Property Investment is so popular that when a person is asked what he knows about investing, the first thing that comes into his mind likely is Property. Owning a second property is always a dream of many. If a person has already owned second property, high chance that he would want to own the third, forth…and many more if they can.
Property investing is certainly not a problem but it becomes a problem if one thinks Property Investment is the only way to generate wealth; it becomes a problem if the entire investment portfolio is highly concentrated on property; it becomes problem if one becomes desperate, and venture overseas without knowing the risk involved.
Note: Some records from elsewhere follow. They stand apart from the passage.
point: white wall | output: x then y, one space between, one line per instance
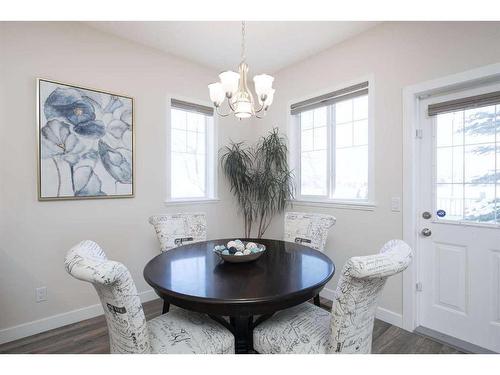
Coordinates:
397 55
36 235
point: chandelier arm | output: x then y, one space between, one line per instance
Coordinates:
261 117
262 107
221 114
230 105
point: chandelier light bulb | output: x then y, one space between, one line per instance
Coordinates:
229 80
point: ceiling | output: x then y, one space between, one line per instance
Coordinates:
271 45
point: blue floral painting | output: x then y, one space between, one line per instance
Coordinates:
85 143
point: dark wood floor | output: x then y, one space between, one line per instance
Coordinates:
91 336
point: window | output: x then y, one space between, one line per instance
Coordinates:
467 151
332 148
192 145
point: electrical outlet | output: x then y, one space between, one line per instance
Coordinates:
41 294
396 204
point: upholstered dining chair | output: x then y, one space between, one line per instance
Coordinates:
308 229
348 328
174 230
179 331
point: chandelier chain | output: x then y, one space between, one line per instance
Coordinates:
243 30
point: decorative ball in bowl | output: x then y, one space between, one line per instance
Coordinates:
239 251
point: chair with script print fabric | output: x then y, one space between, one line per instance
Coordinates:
348 328
179 331
174 230
308 229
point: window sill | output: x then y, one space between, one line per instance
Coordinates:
347 205
185 202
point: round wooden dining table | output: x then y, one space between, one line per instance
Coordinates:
193 277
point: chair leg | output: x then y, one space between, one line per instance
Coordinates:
166 307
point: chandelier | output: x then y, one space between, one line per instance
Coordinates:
234 87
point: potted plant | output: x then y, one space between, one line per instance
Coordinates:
260 178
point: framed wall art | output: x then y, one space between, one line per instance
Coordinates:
85 142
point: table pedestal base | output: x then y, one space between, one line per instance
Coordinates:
243 333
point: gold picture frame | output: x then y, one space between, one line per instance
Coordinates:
87 134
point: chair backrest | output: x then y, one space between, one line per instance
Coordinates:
308 229
358 290
125 318
174 230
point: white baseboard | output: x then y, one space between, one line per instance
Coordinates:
385 315
59 320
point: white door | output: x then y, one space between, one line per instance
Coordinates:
459 244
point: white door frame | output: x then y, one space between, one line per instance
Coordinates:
412 95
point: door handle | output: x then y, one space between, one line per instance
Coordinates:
426 232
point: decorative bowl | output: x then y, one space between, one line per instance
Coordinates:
256 250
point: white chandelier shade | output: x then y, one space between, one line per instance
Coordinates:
234 87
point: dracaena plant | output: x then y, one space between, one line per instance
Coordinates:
260 179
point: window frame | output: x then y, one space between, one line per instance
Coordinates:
211 147
294 131
432 122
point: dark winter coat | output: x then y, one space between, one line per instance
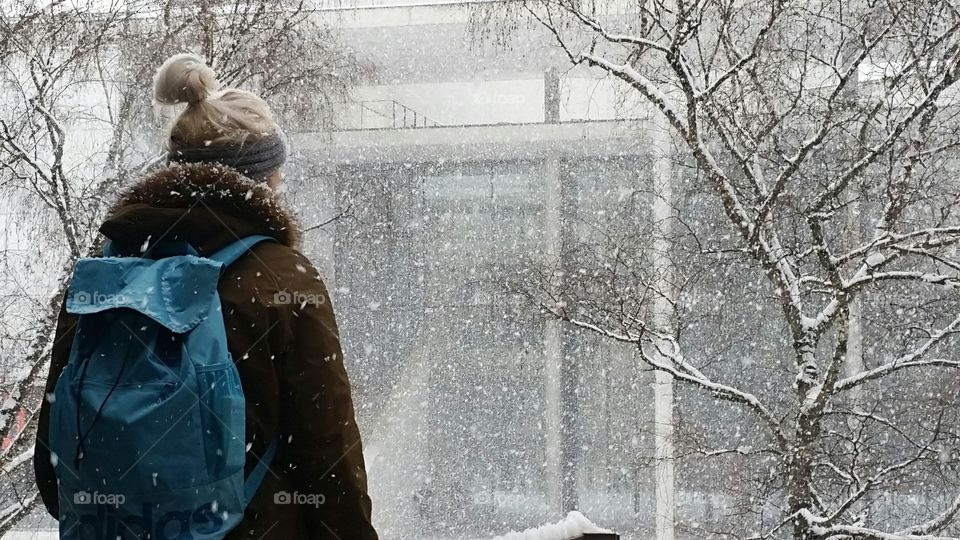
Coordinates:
288 354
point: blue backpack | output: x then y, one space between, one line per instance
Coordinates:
147 418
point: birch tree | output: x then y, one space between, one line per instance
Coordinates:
757 96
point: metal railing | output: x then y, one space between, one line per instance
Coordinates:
389 113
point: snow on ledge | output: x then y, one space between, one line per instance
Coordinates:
572 526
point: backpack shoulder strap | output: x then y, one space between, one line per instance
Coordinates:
232 252
252 483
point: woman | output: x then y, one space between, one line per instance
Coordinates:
280 324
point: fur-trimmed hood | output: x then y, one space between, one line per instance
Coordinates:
208 205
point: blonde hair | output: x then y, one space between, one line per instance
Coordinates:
213 116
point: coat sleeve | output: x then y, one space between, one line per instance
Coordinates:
317 421
42 467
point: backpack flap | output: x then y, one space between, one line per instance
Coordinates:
176 292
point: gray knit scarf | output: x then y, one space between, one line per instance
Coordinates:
255 159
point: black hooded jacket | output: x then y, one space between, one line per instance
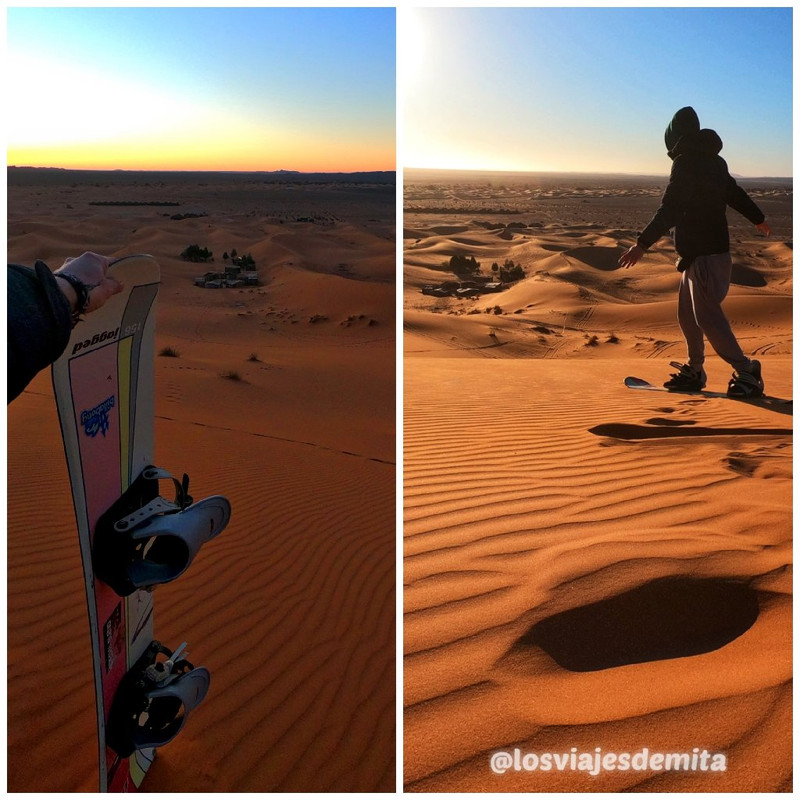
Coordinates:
699 191
39 323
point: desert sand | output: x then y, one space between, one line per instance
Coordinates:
587 566
281 397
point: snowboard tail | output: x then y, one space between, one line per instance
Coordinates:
643 385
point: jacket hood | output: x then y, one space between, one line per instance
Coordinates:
684 122
684 135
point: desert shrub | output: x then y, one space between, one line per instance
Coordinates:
464 265
196 253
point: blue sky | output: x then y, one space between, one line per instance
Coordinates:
249 88
592 89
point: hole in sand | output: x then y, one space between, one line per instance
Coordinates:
667 618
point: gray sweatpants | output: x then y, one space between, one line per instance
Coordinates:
703 288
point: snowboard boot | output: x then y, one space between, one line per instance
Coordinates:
154 699
144 540
746 384
686 379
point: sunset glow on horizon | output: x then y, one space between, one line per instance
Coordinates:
591 89
244 89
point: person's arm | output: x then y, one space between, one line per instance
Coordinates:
39 323
43 307
673 205
738 199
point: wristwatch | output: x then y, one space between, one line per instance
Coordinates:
81 290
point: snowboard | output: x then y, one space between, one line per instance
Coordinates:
640 383
104 389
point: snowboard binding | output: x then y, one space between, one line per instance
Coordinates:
144 540
154 699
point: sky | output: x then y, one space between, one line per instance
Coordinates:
308 89
593 89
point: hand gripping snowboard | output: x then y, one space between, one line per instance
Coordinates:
131 539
Few questions that Investors need to ask before they venture into Property Investment –
Can I afford Margin Call?
Properties are often purchased with loan. When the property prices are rising, owner and banks are both happy. No one would bother each other so long as the mortgage payments are made on time. However, when the property prices start to fall, especially when prices are crashing; it is not only the owners would be depressed, banks have the right to trigger margin call when the property price falls below certain level. Margin call means the bank is asking the borrower to top up cash to fulfill the margin requirement. Therefore it is extremely risky when one keeps on buying properties without emergency cash reserve to standby to weather such possibility. When property meltdown happens, it is like the domino effect, contagion, fast and furious.
Is it easy to sell?
When the property market meltdown start to happen, chain of margin calls happen, credit crunch likely to happen at the same time, the market would be chaotic. It would not be easy to find buyers. Property is well known for its illiquid characteristic.
Is property investment really lucrative as thought?
In today’s context, the answer is no.
If we do the sum, assuming the gross rental yield (Annual Rental/Asset) of about 4%, 20% down payment, after all the expenses such as interest cost, property tax, maintenance, depreciation, and income tax, the ROE is a single digit percentage return. With a single digit ROE at such a high Financial Leverage of 5 times (Asset/Equity), this is definitely far from good.
Therefore, be smart, be aware of the risk.